Jumat, 09 September 2011

HUKUM SEPUTAR LEMBAGA ZAKAT, HAKIKAT ‘AMIL , DAN HUKUM MENYERAHKAN ZAKAT PADA PENGUASA SAAT INI


Siapakah yang berhak mengumpulkan dan membagikan zakat? Bolehkah lembaga-lembaga yang bergerak di bidang sosial, pendidikan,yayasan milik perorangan atau kelompok memungut dan membagikan zakat?

Jawaban
Zakat merupakan salah satu dari kewajiban-kewajiban Islam, sepertinya halnya shalat, shaum, jihad, dll. Di dalam al quran terdapat puluhan ayat mengenai zakat. Salah satunya adalah:
خُذْ مِنْ أَمْوَالِهِمْ صَدَقَةً تُطَهِّرُهُمْ وَتُزَكِّيهِمْ بِهَا
Ambillah sedekah (zakat) dari sebagian harta mereka untuk mensucikan dan membersihkan mereka (QS. At-Taubah [9]: 103)
Dalam menafsirkan ayat ini, Kamaluddin bin Human, seorang Muhaqqiq Madzhab Hanafi berkata :
“Bahwa dhahir dari firman Allah SWT: ambillah zakat dari sebagian harta mereka…, mewajibkan hak mengambil zakat itu secara mutlak oleh penguasa (Imam/khalifah),baik harta dzahir dan batin”
Imam ar-Razi dalam menafsirkan surah at-taubah ayat 60, beliau menghubungkannya dengan sura at-taubah ayat 103. Ar-Razi berkata :
“Ayat ini menunjukkan bahwa zakat inim yang mengurus pengambilan dan pembagiannya adalah penguasa (Imam/Khalifah) dan orang-orang yang ditunjuknya”.
Sedang al-Jashahsh berpendapat bahwa pengambilan zakat adalah semata-mata kewajiban (hak) seorang imam.
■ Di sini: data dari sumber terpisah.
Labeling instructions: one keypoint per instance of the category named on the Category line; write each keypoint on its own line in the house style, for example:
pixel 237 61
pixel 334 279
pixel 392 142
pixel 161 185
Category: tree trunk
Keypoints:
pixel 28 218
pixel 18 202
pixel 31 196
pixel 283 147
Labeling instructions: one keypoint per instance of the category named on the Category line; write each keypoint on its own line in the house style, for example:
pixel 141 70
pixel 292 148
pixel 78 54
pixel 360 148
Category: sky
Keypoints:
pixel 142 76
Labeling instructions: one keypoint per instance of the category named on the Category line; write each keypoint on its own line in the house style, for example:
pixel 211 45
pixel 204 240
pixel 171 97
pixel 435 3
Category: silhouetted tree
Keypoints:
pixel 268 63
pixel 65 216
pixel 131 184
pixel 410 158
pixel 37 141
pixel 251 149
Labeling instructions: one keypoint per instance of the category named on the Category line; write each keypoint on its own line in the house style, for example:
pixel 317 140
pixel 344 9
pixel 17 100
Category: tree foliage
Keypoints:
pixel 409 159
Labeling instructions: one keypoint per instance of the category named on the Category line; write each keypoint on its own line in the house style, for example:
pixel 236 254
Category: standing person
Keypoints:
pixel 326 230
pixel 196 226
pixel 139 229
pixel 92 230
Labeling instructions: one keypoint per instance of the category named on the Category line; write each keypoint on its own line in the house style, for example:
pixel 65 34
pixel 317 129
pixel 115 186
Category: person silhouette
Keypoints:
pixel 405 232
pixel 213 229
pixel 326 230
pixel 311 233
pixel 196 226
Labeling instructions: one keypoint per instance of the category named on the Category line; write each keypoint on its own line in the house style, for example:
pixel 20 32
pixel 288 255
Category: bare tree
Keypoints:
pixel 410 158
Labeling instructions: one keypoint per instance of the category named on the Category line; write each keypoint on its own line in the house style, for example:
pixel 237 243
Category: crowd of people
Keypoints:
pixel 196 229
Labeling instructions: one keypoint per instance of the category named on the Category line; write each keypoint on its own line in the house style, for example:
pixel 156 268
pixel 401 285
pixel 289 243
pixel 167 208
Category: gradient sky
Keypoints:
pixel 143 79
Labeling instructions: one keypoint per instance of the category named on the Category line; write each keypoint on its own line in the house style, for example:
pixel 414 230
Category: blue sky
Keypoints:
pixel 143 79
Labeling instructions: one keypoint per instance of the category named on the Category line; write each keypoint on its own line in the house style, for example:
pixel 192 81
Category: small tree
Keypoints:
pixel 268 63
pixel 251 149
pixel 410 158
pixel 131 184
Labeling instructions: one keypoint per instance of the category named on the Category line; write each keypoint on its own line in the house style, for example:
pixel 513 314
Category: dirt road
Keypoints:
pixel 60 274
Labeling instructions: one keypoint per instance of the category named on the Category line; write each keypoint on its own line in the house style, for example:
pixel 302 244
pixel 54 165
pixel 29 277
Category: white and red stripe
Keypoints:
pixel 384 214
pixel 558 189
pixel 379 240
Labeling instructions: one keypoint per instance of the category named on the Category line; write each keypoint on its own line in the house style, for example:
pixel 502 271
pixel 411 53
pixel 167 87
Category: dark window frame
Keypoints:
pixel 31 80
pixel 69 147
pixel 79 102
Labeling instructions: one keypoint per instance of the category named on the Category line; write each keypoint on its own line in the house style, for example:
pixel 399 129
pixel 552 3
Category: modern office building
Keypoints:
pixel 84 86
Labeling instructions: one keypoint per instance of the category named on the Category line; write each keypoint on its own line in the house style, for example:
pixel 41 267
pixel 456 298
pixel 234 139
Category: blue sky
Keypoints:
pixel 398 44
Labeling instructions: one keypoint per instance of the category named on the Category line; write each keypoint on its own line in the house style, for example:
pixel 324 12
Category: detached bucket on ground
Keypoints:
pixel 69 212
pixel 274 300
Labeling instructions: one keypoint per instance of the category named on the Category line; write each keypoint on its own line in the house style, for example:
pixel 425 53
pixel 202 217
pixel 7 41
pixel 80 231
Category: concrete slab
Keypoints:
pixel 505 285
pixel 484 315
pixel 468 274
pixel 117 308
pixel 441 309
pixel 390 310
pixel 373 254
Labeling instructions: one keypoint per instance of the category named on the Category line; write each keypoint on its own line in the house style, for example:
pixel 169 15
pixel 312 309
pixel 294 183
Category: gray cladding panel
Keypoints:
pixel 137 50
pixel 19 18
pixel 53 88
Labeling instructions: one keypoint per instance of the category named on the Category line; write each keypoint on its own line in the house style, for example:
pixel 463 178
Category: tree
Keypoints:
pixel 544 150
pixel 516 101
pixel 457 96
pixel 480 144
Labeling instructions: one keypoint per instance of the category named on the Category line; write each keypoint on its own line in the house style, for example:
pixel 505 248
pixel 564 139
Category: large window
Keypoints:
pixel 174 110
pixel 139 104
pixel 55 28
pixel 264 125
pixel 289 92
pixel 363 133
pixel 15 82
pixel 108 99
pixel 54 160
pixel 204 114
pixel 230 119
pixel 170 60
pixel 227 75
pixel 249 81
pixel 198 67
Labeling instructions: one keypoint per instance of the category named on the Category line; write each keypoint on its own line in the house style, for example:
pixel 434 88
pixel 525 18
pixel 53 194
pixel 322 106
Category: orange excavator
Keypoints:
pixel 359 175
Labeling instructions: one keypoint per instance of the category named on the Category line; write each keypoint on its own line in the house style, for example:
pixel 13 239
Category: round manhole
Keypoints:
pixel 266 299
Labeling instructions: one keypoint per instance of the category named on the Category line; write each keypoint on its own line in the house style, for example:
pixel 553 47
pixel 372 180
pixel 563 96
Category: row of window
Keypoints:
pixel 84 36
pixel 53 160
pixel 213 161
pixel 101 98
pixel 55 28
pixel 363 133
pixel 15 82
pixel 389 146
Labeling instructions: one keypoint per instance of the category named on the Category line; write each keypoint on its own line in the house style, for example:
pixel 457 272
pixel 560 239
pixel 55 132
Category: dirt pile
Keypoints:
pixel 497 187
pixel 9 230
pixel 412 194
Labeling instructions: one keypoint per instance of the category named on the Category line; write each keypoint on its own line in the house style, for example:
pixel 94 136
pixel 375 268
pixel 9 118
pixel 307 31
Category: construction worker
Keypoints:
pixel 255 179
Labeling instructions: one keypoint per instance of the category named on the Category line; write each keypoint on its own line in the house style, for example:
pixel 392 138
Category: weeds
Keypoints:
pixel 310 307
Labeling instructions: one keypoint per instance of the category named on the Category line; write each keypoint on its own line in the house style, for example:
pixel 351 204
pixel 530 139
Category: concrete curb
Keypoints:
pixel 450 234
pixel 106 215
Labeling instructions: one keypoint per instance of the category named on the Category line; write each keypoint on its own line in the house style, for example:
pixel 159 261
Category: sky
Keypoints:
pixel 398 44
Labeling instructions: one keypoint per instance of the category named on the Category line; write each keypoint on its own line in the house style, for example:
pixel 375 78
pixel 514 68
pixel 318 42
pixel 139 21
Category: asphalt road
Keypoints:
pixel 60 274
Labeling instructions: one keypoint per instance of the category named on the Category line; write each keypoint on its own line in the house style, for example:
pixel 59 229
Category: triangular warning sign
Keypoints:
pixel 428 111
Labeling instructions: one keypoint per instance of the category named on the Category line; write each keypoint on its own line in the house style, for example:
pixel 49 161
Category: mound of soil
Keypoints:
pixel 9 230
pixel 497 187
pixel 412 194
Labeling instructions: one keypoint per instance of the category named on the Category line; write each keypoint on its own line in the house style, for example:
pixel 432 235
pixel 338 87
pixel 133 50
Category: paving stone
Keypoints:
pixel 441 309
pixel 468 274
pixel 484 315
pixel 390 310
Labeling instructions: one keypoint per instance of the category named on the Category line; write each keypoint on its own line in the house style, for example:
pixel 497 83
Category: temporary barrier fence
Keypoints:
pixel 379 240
Apabila dikeluarkan oleh muzakki kepada orang miskin, maka hal itu tidak dibolehkan. Sebab, hak seorang imam/khalifah untuk seterusnya tetap ada dalam kewajibannya mengumpulkan dan membagikan zakat. Hal tersebut tidak boleh dialihkan kepada orang lain .
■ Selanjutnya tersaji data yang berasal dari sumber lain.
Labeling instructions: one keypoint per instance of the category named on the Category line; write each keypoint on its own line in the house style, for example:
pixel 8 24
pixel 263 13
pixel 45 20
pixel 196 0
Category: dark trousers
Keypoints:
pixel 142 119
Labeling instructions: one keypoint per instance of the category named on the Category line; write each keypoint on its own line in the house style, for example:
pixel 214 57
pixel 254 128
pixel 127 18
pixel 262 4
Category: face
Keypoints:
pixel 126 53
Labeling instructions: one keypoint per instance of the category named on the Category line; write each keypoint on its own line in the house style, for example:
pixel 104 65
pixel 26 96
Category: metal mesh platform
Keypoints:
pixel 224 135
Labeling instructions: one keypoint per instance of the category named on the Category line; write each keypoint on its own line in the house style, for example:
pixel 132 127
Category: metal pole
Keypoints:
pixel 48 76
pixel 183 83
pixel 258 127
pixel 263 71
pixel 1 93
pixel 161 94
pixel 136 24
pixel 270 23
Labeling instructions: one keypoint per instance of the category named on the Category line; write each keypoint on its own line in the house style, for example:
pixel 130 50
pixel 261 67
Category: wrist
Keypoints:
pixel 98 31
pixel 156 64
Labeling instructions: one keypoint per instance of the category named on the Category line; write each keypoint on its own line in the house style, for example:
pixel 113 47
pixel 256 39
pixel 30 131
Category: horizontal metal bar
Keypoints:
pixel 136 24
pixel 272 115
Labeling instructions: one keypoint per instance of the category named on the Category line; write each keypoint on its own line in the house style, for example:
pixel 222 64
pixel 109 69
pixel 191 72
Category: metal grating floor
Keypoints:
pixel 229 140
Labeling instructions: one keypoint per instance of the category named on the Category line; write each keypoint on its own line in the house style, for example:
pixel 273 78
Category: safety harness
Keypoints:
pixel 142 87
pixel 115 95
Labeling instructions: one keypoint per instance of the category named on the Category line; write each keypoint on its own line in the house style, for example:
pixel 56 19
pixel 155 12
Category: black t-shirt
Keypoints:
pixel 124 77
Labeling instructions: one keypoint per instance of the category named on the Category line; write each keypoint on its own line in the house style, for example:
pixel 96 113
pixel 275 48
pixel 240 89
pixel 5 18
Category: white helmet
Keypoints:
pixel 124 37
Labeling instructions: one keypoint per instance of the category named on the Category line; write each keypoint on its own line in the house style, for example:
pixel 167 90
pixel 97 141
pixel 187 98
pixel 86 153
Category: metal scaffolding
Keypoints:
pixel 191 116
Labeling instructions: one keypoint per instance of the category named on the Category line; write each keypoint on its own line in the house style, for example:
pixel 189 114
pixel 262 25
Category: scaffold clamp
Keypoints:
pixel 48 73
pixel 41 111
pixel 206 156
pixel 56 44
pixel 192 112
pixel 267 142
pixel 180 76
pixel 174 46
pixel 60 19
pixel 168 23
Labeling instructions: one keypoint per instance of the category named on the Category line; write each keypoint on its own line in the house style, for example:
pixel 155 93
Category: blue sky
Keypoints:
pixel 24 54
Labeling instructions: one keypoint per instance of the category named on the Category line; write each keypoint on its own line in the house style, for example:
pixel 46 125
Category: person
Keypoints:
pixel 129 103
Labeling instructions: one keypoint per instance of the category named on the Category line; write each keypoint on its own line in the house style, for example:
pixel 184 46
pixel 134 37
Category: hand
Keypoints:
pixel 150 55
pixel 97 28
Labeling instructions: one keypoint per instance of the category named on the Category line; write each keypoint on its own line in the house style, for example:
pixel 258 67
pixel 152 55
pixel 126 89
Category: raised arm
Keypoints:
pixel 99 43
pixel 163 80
Hal ini semakin diperkuat dengan banyak hadist yang menegaskan bahwa penguasa (Imam/khliafah)lah yang mengangkat orang yang berhak memungut zakat. Dari Ibnu ‘Abbas, ketika itu Rasulullah mengutus Mu’adz bin Jabal ke Yaman. Beliau bersabda:
فَأَعْلِمْهُمْ أَنَّ اللَّهَ افْتَرَضَ عَلَيْهِمْ صَدَقَةً فِى أَمْوَالِهِمْ ، تُؤْخَذُ مِنْ أَغْنِيَائِهِمْ وَتُرَدُّ عَلَى فُقَرَائِهِمْ
Beritahukanlah kepada mereka (Penduduk Yaman), bahwa Allah SWT telah mewajibkan atas sebagain harta mereka untuk dikeluarkan sedekah (zakat)nya. Ambilllah ia dari orang-orang kaya dari mereka dan bagikan pada orang miskin dari mereka (HR. Bukhari dan Muslim)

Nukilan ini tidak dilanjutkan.